「人を許す」。
言葉で言うのは簡単ですが実行しようと思うと、こんなに難しいものもまたありません。
人間は生きてから死んでいくまで、実に様々な出来事があります。
出会いがあり別れがある。
そして無数の信頼と裏切りもあります。
では「許す」、という行為は自身の気持ちの持ち方次第でどうにでもなるような簡単な事なのでしょうか?
「許す」という事を様々な角度から考えてみましょう。
許すとはどういうことか
ではまず「許す」という事を考えてみましょう。
一口に「許す、許さない」と簡単に口にすることが多い言葉ですが、ではどういった部分でその境界線が張られているのでしょうか?
「許す」という事の概念を簡単にみてみましょう。
相手の行動を認めること
「許す」という事は相手のとった行動を自分の損得勘定を一切に抜きにして認める、という事になるのでしょう。
そもそも、人を許せなくなるのはその人と自身とにある種の約束のようなものや法律上の契約関係ほどではないが心を通わせ合っていた何らかの関係が根本に存在している必要があります。
それは相手の事が好きであり、尊敬しているからであり、師として全てを投げ出してまでも信じているからこそ起こってくる感情なのです。
その感情を何らかの理由で放棄されたり裏切られたりした時に、人は怒りの感情と共に相手の事を許し難き存在、という意識に捉われてしまい、その後、簡単にはその感情は消し去れないような状態に陥ってしまう事を指して言うのでしょう。
だから、自分を裏切って相手の行動を認める、というのはそう簡単に出来る芸当ではないのです。
相手の事を思う気持ちが強かった分だけ、「許せない」と思う気持ちも比例して強くなるのですよね。

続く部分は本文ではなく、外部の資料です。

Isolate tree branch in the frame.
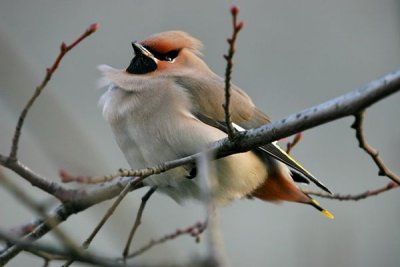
[122,186,157,259]
[302,182,399,201]
[8,23,99,161]
[222,6,243,140]
[351,110,400,185]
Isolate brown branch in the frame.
[122,186,157,259]
[0,168,78,253]
[351,110,400,185]
[127,222,207,258]
[8,23,99,161]
[63,179,138,267]
[302,182,399,201]
[222,6,244,140]
[0,230,127,267]
[286,133,303,154]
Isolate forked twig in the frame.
[63,179,139,267]
[222,6,244,140]
[351,110,400,185]
[122,186,157,259]
[126,222,207,258]
[286,133,303,154]
[8,23,99,161]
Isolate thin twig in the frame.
[126,222,207,258]
[0,230,126,267]
[122,186,157,259]
[63,180,137,267]
[222,6,243,140]
[197,152,229,267]
[286,133,303,154]
[8,23,99,161]
[302,182,399,201]
[351,110,400,185]
[0,167,78,253]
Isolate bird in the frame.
[98,30,334,219]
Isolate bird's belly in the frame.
[116,116,267,204]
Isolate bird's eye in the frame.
[164,50,179,62]
[144,46,181,62]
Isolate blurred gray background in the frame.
[0,0,400,267]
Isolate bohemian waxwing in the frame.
[99,31,333,218]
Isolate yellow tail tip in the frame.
[321,210,335,219]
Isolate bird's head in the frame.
[126,31,203,76]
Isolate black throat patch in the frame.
[126,54,157,74]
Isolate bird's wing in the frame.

こういった感情をとにもかくにも綺麗さっぱり脱ぎ捨てて相手の存在を今一度、真っ白な状態に戻す事を「許す」と言うのでしょう。
許せないことを肯定的な考え方に変えること
人が人を「許す」ためにはあなた自身のモノの考え方を常に「オール肯定」の立場に切り替えれば比較的楽に許すという考え方をすることができます。
「許す」「許さない」という事の境界には自身の主観が大きく関わってきます。
自分以外の第三者から見たらどうってことのないような問題でも当人にしてみたら命にかかわるくらいの大問題かも分かりません。
ここが難しいところなのですが、一つでもそういった自分自身のこだわりを持っていると、それに反したり裏切った行動を取る相手に対しては永遠に心を許せる対象にならない、という事に陥ってしまいます。
これではいつまでたっても自分にとって損な生き方であることは誰の目から見ても明らかでしょう。
人生は長いようであって短くもあります。
こだわりは時として相手の事を「敵」に思ってしまう事もあり得ます。
生きていく上で自分の周りに敵を作るのは得策ではありません。
ならば、なるべくそういった不利な状況を作らないためにも相手の事を許せない、と思ってしまう条件を極力、自ら削除する努力を行うことなのです。
それが許せないと思う事でも肯定的に考えて許せる範囲に落とし込んでしまう、「オール肯定」という発想なのです。
「許さない」という気持ちを持ち続けることは不利益
結局、人間、生きているうちには敵は作りたくないものです。
出来るならば味方というか同志や仲間で身を固めていた方がはるかに生きやすいですし、楽です。
楽な生き方を見つけるためにも不利益を被りやすい「許さない」という発想は極力、カットする事が望ましいのですよね。
許す事が出来る守備範囲が広がれば、自身にもたらされるであろう情報や利益はその分、広がっていきます。
逆に「許さない」範囲を広げてしまえば交友関係も狭くなりそれだけ有益な情報が入ってきにくい状況を作ります。
許さない、という考え方は自分にとっていかに損であり不利益を被るか。
冷静になって考えてみたいところですね。